I would have to respectfully disagree with you Complete. Silverlight is simply a subset of WPF with the functionality between them getting closer together. Silverlight is not ASP.NET centric, though I could see how you might think it is. The default project for Visual Studio will create an ASP.NET page and an HTML page that you can use to host your Silverlight app, which really boils down to 1 or more .XAP files, heck you can even host your .XAP within a SharePoint page.
Silverlight is a cross-browser, cross-platform solution. So if you need to develop a solution that is web based and needs to work on Windows/Linux/Mac than Silverlight is your solution. If you need to develop a solution that is for Windows only machines than Silverlight or WPF could work for you. This choice comes down to your needs, do you need deep OS integration? Then WPF is the right solution. Can you get away with printing, file system access and integration via COM? Then Silvelright may be just fine.

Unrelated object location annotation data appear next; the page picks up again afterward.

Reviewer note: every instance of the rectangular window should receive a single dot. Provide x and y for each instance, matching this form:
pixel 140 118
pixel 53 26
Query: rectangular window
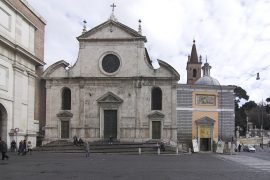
pixel 203 99
pixel 5 19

From an asthetics perspective they are pretty much the same with the big difference being 3D in WPF and no 3D in Silverlight.
So, to your point about Silverlight being able to use "cool" controls and not WPF, this is where I believe you just need to look a little deeper. WPF and Silverlight are both based on XAML, and almost 100% identical XAML. So if you can create (buy) a cool control for Silverlight you are almost guaranteed that there is a similar control for WPF.